Die weissen Gipfel der Solothurner Jurahöhen bereiten den Liftbetreibern Freude. Währenddem viele Leute für den Wintersport weite Reisewege in Kauf nehmen, gibt es – derzeit gerade – auch wieder nähere Varianten, um die Winterlandschaft zu geniessen.

«Durch das kalte Wetter und die Schneedecke von 20 bis 60 Zentimetern sind die Bedingungen nahezu perfekt», sagt Luca Rauber, Betriebsleiter des Skilifts auf dem Grenchenberg. Ähnlich sieht es auf dem Balmberg aus. Auch dort ist die Schneedecke durchgehend und bietet Skifahrern im Moment optimale Bedingungen.

In den weniger hoch gelegenen Skigebieten sieht es anders aus. Die Pisten in Lommiswil, Hauenstein-Ifenthal, Nunningen, Langenbruck und das Skigebiet Beinwil bleiben geschlossen aufgrund von fehlendem Schnee.

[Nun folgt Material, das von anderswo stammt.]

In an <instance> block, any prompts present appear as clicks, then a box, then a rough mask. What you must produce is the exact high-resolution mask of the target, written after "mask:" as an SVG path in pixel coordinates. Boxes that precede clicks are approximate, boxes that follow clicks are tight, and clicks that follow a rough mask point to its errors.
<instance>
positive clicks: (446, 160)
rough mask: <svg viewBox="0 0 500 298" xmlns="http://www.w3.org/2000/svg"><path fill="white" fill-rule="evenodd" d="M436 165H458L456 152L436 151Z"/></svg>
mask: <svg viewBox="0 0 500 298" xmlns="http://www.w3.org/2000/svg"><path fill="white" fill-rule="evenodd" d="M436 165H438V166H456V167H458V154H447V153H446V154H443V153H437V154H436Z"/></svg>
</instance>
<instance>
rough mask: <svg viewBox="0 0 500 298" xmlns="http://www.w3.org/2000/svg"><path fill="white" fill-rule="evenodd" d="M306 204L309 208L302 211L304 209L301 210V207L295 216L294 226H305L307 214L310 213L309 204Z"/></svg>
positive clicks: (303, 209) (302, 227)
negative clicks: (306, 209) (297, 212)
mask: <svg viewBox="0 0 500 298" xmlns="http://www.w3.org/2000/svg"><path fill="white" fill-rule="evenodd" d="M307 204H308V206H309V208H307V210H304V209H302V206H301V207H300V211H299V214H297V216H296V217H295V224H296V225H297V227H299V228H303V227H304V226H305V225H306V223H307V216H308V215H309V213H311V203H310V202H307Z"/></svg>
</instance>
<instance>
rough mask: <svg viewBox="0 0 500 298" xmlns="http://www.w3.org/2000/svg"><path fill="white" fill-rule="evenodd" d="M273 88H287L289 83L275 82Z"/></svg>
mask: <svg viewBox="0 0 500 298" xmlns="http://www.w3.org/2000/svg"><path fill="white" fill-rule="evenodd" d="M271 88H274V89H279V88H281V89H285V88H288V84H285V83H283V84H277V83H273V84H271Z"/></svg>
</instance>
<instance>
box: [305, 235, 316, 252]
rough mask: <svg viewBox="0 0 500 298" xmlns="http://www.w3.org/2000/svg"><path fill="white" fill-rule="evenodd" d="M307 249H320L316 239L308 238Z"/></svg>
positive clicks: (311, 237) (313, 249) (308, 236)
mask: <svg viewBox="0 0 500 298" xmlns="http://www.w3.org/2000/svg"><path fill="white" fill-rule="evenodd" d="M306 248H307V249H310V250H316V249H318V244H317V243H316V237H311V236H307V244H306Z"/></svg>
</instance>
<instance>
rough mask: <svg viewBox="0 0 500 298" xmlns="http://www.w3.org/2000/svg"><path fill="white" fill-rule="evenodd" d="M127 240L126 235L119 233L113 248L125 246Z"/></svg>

Geschlittelt werden kann im Moment nur hoch oben. Die Schlittelpiste vom Weissenstein nach Gänsbrunnen ist gesperrt. Die Südabfahrt ist nur bis zur Mittelstation Nesselboden befahrbar.

Viele Betriebstage

Für die Liftbetreiber ist es bis jetzt im Vergleich mit anderen Jahren trotzdem eine gute Saison. Der frühe Schnee im November und längere Kältephasen machten den Betrieb an vielen Tagen möglich.

Wer im Kanton Solothurn auf die Bretter steigen will, muss dies bald tun. Ab Ende Woche steigen die Temperaturen und mit der weissen Pracht könnte es so schon bald wieder vorbei sein.